The mapping of (local) lab test codes to the lab test controlled terminology in CDISC-SDTM can be challenging. With the wording of Paul Vervuren: "One has to find candidates in the extensive controlled terminology list. Then there can be multiple lab tests that map to a single SDTM controlled term. This means additional variables must be used in order to produce a unique test definition (e.g. LBCAT, LBSPEC, LBMETHOD and/or LBELTM). Finally, it can occur that a controlled term is not available and a code needs to be defined in agreement with the rules for Lab tests".
In this blog entry we will explain such a mapping starting from a lab test defined by a LOINC test code.

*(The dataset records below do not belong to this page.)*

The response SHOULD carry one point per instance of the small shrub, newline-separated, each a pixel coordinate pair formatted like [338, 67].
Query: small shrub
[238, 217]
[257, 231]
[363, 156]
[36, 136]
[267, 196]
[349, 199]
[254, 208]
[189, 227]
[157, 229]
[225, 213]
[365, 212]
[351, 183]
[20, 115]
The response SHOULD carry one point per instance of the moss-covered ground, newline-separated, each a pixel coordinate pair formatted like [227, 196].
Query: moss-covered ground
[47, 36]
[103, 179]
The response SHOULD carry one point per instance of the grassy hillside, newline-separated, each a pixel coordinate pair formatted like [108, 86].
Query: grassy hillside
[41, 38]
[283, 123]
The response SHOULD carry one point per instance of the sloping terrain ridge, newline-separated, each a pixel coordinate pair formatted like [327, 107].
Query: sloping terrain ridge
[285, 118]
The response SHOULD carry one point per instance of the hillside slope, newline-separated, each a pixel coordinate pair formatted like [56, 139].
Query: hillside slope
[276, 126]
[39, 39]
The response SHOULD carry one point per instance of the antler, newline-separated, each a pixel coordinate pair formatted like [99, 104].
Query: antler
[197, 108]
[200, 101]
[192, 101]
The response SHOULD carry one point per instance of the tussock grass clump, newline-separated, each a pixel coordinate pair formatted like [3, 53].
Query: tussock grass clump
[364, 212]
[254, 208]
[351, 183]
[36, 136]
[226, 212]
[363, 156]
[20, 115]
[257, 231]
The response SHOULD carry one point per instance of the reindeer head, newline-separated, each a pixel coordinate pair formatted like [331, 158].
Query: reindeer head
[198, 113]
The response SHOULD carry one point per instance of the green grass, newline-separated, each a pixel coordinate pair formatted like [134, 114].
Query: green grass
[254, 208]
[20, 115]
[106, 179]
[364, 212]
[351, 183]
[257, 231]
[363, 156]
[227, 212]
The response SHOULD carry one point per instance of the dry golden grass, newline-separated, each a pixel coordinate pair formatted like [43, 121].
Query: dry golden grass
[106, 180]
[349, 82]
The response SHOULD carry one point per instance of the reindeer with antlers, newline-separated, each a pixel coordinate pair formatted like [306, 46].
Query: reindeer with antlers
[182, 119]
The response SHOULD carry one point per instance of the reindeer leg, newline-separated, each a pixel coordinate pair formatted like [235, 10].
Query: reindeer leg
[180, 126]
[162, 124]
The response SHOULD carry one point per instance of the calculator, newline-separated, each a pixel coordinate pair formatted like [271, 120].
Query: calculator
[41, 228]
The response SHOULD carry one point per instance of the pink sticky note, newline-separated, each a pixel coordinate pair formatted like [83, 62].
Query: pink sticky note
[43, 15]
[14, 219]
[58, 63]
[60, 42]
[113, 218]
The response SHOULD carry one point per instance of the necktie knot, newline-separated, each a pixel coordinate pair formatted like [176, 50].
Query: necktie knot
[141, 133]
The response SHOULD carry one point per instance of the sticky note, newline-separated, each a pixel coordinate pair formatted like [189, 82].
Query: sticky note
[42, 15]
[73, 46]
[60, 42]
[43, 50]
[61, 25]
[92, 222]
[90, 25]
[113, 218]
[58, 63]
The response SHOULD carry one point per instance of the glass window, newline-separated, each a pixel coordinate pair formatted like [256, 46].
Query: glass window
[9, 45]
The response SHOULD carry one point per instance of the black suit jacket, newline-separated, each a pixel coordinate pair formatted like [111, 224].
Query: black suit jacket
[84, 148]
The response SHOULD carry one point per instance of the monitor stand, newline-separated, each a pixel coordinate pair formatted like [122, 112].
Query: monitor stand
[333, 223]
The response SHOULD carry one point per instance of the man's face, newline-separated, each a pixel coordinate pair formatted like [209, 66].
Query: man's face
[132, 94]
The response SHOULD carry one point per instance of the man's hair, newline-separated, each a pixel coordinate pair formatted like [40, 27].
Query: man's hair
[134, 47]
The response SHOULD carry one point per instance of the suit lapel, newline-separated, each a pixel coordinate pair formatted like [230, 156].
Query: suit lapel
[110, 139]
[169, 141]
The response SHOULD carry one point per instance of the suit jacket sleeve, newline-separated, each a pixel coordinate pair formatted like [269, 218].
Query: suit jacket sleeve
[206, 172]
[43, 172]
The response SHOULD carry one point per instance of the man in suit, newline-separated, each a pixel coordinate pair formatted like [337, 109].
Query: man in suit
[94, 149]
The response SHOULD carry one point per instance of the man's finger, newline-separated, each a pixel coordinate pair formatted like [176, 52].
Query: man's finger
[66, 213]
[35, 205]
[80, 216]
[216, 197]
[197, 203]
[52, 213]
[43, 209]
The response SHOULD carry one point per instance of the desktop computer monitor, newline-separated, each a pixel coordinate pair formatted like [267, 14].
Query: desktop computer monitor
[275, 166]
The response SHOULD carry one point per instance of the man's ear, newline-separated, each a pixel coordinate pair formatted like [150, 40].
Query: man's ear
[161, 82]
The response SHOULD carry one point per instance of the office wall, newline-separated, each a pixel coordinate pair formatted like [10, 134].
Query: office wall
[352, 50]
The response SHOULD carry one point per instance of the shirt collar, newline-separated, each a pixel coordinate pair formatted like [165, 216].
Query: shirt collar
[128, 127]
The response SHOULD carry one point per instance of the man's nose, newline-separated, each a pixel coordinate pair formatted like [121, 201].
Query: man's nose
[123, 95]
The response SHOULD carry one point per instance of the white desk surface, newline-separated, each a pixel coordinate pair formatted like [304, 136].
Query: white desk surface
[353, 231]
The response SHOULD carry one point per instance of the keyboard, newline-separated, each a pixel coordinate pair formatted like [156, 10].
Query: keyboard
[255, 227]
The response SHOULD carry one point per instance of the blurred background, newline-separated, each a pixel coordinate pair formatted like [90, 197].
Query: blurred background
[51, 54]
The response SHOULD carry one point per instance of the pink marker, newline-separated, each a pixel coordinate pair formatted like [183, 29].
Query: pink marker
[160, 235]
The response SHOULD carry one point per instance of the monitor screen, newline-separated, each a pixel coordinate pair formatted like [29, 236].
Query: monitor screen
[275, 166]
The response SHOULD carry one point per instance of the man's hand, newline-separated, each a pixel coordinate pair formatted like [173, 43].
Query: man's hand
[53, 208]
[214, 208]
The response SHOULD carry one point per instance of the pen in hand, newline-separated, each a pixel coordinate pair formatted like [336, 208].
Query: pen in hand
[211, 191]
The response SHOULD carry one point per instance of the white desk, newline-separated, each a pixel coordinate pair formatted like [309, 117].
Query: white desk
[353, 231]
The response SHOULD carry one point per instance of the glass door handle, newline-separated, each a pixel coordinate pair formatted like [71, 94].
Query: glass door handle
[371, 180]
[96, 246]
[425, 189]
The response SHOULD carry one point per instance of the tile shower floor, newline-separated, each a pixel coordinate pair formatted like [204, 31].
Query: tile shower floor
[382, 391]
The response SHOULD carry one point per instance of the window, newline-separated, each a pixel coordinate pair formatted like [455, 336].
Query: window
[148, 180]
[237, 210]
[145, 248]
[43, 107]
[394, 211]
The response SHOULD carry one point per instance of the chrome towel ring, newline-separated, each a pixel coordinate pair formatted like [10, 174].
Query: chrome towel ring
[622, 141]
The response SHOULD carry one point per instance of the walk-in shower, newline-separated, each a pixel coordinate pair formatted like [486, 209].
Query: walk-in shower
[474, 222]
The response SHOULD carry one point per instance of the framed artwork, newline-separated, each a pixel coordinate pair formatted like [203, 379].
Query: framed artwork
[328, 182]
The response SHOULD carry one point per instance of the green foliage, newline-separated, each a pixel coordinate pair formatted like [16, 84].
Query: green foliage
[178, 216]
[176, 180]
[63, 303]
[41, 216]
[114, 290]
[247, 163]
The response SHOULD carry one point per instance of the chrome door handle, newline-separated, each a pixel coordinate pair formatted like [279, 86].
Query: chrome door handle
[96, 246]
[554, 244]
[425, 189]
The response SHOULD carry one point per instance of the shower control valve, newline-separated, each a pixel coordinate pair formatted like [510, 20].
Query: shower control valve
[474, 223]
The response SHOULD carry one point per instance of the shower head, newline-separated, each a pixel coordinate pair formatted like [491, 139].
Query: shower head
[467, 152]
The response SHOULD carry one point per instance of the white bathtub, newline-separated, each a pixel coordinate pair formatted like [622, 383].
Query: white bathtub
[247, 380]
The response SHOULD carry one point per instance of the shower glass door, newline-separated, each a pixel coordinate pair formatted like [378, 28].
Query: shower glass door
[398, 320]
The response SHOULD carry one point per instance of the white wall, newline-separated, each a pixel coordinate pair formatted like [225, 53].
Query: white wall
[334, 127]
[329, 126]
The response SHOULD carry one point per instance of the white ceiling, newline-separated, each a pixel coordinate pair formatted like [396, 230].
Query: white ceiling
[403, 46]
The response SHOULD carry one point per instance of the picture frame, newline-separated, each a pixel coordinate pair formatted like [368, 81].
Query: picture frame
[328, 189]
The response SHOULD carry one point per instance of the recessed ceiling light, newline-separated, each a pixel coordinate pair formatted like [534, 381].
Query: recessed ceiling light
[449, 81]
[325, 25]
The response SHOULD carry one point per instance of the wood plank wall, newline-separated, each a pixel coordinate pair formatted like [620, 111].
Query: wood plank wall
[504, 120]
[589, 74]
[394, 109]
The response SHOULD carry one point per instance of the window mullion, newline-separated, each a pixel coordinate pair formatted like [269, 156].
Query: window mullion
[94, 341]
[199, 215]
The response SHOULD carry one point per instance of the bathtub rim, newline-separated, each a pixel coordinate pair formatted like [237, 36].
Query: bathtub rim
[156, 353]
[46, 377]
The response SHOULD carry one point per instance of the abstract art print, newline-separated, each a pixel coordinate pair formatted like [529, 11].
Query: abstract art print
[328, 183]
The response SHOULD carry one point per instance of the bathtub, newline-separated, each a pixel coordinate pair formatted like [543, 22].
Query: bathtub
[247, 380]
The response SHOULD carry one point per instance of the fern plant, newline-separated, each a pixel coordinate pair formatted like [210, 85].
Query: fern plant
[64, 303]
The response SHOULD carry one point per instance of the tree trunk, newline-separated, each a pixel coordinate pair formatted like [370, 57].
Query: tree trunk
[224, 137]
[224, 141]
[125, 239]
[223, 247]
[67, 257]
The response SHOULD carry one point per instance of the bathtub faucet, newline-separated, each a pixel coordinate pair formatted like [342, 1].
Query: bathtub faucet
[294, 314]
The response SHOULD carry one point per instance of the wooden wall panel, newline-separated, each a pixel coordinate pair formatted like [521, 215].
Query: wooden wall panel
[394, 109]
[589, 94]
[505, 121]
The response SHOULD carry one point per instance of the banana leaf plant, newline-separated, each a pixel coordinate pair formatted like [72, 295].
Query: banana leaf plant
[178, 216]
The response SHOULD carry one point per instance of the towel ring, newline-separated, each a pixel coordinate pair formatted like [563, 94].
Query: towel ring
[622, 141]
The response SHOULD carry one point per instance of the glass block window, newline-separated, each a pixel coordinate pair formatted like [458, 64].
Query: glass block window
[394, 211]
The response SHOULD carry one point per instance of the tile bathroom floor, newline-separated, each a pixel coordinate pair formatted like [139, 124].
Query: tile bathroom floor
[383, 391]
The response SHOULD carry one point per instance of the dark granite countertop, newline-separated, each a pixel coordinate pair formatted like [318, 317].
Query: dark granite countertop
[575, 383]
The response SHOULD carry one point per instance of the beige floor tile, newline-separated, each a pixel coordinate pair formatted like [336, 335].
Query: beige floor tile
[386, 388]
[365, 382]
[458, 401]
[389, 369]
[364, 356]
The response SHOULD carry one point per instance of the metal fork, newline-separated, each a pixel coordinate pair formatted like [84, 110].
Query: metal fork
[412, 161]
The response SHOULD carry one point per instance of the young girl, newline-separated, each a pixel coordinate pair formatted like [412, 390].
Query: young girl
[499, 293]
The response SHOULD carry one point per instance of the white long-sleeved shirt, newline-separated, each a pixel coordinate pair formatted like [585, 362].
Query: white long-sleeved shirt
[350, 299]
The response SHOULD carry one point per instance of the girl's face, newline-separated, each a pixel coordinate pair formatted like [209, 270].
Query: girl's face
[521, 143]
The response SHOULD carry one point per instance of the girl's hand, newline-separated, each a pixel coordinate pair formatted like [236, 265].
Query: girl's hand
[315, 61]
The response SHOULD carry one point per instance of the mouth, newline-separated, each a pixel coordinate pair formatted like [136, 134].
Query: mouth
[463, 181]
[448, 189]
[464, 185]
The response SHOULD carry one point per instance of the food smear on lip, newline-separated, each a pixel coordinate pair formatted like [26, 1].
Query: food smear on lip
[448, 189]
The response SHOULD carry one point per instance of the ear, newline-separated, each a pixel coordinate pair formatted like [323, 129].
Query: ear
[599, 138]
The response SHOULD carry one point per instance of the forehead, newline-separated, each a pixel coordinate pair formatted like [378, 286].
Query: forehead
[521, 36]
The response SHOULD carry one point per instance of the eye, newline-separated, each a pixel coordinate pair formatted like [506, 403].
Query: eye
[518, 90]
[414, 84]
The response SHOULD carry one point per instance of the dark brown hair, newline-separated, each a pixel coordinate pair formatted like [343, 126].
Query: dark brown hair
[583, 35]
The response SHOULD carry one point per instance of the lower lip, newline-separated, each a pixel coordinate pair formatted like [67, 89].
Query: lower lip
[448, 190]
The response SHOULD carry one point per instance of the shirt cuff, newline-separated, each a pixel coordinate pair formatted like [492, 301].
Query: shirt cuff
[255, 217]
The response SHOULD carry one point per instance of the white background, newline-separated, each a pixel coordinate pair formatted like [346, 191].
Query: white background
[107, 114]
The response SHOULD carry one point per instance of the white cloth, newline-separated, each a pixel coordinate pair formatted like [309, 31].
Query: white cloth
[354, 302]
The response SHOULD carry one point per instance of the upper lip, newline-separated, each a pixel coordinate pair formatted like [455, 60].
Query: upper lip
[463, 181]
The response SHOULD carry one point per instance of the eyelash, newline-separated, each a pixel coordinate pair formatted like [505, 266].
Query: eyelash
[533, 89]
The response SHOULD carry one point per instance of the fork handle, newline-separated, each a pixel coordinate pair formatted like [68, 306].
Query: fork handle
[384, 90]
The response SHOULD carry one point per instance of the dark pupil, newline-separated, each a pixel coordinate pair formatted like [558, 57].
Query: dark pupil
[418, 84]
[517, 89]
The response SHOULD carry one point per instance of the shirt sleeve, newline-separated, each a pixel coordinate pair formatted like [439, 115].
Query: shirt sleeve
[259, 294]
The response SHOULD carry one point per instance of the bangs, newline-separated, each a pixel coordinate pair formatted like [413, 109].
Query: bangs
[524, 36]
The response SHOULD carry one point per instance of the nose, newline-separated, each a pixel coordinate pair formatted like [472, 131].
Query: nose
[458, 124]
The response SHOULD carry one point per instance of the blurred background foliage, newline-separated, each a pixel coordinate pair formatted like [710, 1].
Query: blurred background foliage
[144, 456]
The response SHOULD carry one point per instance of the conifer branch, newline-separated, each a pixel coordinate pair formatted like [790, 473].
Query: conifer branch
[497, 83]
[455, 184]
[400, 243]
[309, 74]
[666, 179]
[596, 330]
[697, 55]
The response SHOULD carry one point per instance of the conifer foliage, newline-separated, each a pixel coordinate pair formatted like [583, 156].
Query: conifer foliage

LOINC is a worldwide used system (not just a list of terms) for test codes used in healthcare, not only for lab tests, but also for vital signs and many other tests. LOINC coding is found (or even mandated) to be used in:
- HL7-v2 messages in hospital information systems (HIS)
- Interoperable electronic health records (HL7-v3, CDA/CCD, FHIR)
- messages that use the CDISC-Lab standard
The SDTM lab test codes however are used nowhere in the world except for SDTM submissions. CDISC however does not allow (yet) to use LOINC codes for use in LBTESTCD, this although the LOINC code uniquely describes the lab test, which the CDISC controlled terminology for LBTESTCD does not at all, even not when in combination with LBCAT, LBSPEC, LBMETHOD, ...
So unfortunately, we need to map from a universal system (LOINC) to a local system (only used in submissions). How can this be done?
Let us take an example.
The LOINC code 73710-6 uniquely defines the test "Weed Allergen Mix 209 (Common ragweed+Western ragweed+Giant ragweed) IgE Ab [Units/volume] in Serum by Multidisk". It is usually measured in k[IU]/L (thousand international units per liter). "k[IU]/L" is UCUM notation, which is again a system for units, and not just a list like the CDISC [UNIT] controlled terminology.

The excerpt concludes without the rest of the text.